The Hertsmere First Independent councillors were elected as independents, but subsequently registered themselves as a political party with the Electoral Commission in February 2026.

The next elections are scheduled for 2027, but may be affected by the upcoming structural changes to local government in England.

| Party |  | Councillors |
|---|---|---|
|  | Conservative | 15 |
|  | Labour | 12 |
|  | Liberal Democrats | 7 |
|  | Reform | 2 |
|  | Hertsmere First Independent | 3 |
| Total |  | 39 |

===Premises===
The council inherited offices at Rudolph Road in Bushey, Darkes Lane in Potters Bar, and Shenley Road in Borehamwood from its predecessor authorities. A new building, called Hertsmere Civic Offices, was built in 1975–1976 on Elstree Way in Borehamwood to serve as the council's principal offices and meeting place.

==Elections==

Since the last boundary changes in 2019, the council comprises 39 councillors elected from 16 wards, each of which returns either two or three councillors. Elections for the whole council are held every four years.

===Wards===

The borough's 16 wards are:

- Aldenham East
- Aldenham West
- Bentley Heath and The Royds
- Borehamwood Brookmeadow
- Borehamwood Cowley Hill
- Borehamwood Hillside
- Borehamwood Kenilworth
- Bushey Heath
- Bushey North
- Bushey Park
- Bushey St James
- Elstree
- Potters Bar Furzefield
- Potters Bar Oakmere
- Potters Bar Parkfield
- Shenley

===Wider politics===

Prior to 1983, the borough was included in the parliamentary constituency of Hertfordshire South. In 1983 the constituency was renamed Hertsmere, whose current MP is Oliver Dowden of the Conservative Party, who served as deputy Prime Minister from 2023 to 2024.

Until 2024, the constituency was coterminous with the district, but since the boundary changes which took effect at that election, this has no longer been the case.

All but one of the wards in Hertsmere district still belong to the constituency of the same name, but Bushey North ward in Hertsmere district is instead now part of Watford constituency, whose current MP is Matt Turmaine of the Labour Party. All but one of the wards in Hertsmere constituency are part of Hertsmere district, but the seat now also includes the Northaw & Cuffley ward from Welwyn Hatfield district.

==Civic Awards==
In 2003, the Borough Council started to present a small number of Civic Awards to people who live or work in Hertsmere 'in recognition of work undertaken for the benefit of residents of the Borough'.

==Parishes==

The borough contains five parishes:
- Aldenham (includes Radlett)
- Elstree and Borehamwood (Town)
- Hertsmere Meriden
- Shenley
- South Mimms and Ridge

Four of the parishes have parish councils, with Hertsmere Meriden instead having only a parish meeting.
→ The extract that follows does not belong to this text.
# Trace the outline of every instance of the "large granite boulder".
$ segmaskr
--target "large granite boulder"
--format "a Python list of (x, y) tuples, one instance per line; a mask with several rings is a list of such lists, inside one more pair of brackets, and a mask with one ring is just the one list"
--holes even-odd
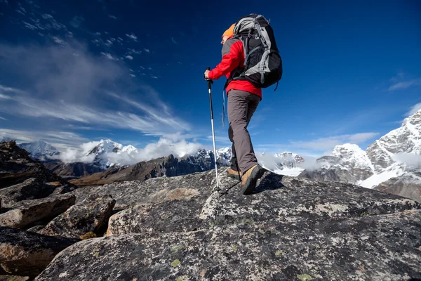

Bushey and Potters Bar are unparished areas, being directly administered by Hertsmere Borough Council.

==Demographics==
The 2011 census showed that Hertsmere was the second most Jewish local authority area in the United Kingdom, with Jews comprising one in seven residents (the area with the highest Jewish population being the London Borough of Barnet). In the 2021 census Hertsmere overtook Barnet to become the most Jewish local authority area, with Jews comprising one in every six residents. Jews form a plurality of the population in two wards of the borough, Bushey Heath and Elstree.